The present invention relates generally to the field of software-defined environments (SDE), and more particularly to security in an SDE.
Enterprises are increasingly aggressive in moving mission-critical and performance-sensitive applications to heavily virtualized environment on shared infrastructure and cloud. Mobile, social, and analytics applications are oftentimes directly developed and operated on shared infrastructure and cloud. Current virtualization and cloud solution only allow basic abstraction of the computing, storage, and network resources in terms of their capacity. This approach often calls for standardization of the underlying system architecture to simplify the abstraction of these resources. Further, the workload-optimized system approach relies on tight integration of the workload (including compiler) to the underlying system architecture. This approach allows direct leverage of the special capabilities offered by each micro-architecture and by the system level capabilities at the expense of required labor-intensive optimization.
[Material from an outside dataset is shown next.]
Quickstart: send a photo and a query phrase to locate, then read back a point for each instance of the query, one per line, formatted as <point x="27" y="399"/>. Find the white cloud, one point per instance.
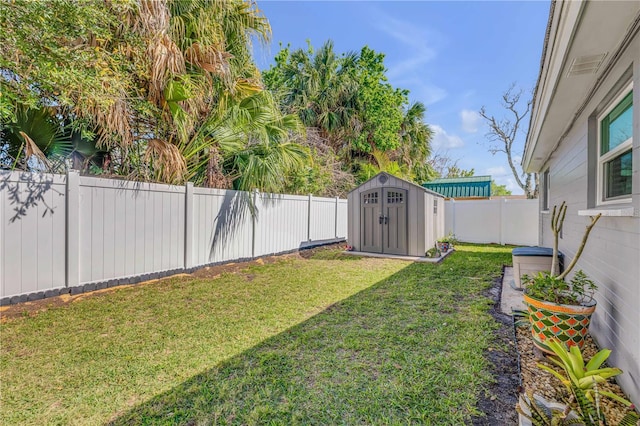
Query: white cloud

In a software defined environment (SDE), many virtual “systems” may be created within the same physical system and/or multiple physical systems may be virtualized into a single virtual system. There are no permanent associations (or bindings) between the logical resources and physical resources as software defined “systems” can be continuously created from scratch, continuously evolved, and destroyed at the end.
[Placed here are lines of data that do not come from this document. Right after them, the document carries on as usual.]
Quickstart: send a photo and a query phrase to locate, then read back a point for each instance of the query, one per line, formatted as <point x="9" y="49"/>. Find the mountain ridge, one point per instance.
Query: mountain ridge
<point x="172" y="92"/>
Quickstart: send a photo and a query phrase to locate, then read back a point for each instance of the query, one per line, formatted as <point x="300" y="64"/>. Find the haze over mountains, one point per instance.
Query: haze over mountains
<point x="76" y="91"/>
A framework, referred to herein as the “Pfister framework,” has been used to describe workload characteristics of a given application. The Pfister framework considers “thread contention” versus “data contention.” With that in mind, four workload categories are defined: (i) mixed workload updating shared data or queues (such as enterprise software, also known as application and integration middleware); (ii) highly threaded applications; (iii) parallel data structures with analytics (such as frameworks for storage and large-scale processing of data sets on cluster computing environments); and (iv) small discrete applications.